«È stata accolta l’istanza di riesame proposta dall’avvocato Francesco Nizzari nell’interesse di Maria Antonietta Furfaro, in proprio e nella qualità di legale rappresentante della società Far Inerti srl.

Il Tribunale della Libertà di Reggio Calabria (Pres. Francesco Petrone, a latere Giuseppe Amato e Domenico De Caridi) lo scorso 9 settembre ha annullato il decreto di sequestro disposto dal Gip di Palmi il 10 agosto, disponendo la restituzione dei beni.

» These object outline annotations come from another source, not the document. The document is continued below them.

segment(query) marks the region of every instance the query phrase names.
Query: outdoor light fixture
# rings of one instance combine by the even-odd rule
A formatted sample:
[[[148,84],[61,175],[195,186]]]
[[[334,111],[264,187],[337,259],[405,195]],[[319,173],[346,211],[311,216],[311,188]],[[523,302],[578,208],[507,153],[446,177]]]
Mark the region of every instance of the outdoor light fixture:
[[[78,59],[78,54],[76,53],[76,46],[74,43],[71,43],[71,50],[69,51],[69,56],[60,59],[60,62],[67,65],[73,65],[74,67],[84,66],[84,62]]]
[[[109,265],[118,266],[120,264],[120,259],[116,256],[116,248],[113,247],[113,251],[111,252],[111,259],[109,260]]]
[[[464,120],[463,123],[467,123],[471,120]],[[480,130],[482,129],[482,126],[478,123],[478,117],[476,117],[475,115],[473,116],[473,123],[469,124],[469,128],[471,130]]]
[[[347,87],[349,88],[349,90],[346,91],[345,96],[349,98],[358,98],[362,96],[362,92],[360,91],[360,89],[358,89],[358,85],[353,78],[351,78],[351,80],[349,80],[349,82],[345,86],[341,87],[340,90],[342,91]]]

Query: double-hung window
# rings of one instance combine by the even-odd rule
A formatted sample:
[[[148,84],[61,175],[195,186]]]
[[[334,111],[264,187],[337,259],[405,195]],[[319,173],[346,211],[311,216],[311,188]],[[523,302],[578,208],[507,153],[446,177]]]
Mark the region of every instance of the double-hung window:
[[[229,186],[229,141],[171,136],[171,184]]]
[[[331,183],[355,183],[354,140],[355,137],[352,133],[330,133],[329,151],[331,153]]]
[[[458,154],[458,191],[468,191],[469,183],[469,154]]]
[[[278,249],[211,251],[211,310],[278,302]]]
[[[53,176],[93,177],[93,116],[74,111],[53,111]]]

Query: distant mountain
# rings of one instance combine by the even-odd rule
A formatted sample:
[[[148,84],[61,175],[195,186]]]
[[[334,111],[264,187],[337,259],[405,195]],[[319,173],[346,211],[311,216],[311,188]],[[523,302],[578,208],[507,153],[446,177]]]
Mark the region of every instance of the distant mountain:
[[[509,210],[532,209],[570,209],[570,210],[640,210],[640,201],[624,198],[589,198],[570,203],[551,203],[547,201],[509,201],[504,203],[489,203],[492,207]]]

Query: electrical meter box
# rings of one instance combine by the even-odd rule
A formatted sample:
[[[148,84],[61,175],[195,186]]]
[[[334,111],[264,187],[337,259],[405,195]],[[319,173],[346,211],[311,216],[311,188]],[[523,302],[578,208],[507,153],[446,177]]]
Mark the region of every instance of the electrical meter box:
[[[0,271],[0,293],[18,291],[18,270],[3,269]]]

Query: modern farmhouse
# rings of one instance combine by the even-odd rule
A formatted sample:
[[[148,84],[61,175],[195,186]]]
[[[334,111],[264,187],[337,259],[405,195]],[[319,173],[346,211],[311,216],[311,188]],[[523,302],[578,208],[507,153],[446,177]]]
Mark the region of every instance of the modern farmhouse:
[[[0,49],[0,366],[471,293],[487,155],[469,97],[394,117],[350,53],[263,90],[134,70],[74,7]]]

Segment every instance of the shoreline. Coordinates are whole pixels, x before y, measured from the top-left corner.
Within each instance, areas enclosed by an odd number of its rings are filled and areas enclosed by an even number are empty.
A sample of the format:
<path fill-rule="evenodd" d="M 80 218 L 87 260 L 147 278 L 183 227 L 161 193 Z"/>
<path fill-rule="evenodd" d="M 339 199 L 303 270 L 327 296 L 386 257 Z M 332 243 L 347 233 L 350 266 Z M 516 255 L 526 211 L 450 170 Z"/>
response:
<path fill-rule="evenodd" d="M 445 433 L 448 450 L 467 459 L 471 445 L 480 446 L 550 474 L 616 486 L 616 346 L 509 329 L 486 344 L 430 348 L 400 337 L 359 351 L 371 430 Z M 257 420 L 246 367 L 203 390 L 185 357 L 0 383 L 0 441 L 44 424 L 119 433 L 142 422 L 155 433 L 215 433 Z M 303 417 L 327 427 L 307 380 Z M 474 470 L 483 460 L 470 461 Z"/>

La nota impresa – si legge nella nota dell’avvocato Domenico Infantino –  di lavorazione e fornitura di materiali per la produzione di cemento era stata posta sotto sequestro a seguito di un’attività d'indagine condotta dal personale della Capitaneria di Porto - Guardia Costiera e della Sezione Investigativa del Commissariato di Pubblica Sicurezza di Gioia Tauro coordinata dalla competente Procura di Palmi, finalizzata a fare luce su un preteso illegittimo sistema di estrazione, trasporto e lavorazione di materiale inerte proveniente direttamente dal fiume Petrace.

Alla legale rappresentante della Far Inerti srl. è stato contestato l’illegittimo impossessamento di materiale inerte costituente il sedime fluviale del Fiume Petrace, sottraendolo al demanio idrico dello Stato al fine di trarne profitto.

L’accusa era fondata sulla circostanza che lo scorso 6 agosto Donato Francesco, all’epoca dipendente della impresa, era stato notato a bordo di una pala gommata sull’argine del fiume Petrace.

L’avvocato Francesco Nizzari ha contestato radicalmente la sussistenza del reato imputato evidenziando in primo luogo come non vi sia prova che il Donato Francesco stesse prelevando materiale dal fiume Petrace (in località contrada Foresta) e ravvisando in secondo luogo come la condotta del Donato in ogni caso fosse del tutto sganciata da Maria Antonietta Furfaro.

Sulla base di tali rilievi il Tribunale reggino ha annullato il provvedimento di sequestro», conclude l'avvocato Infantino.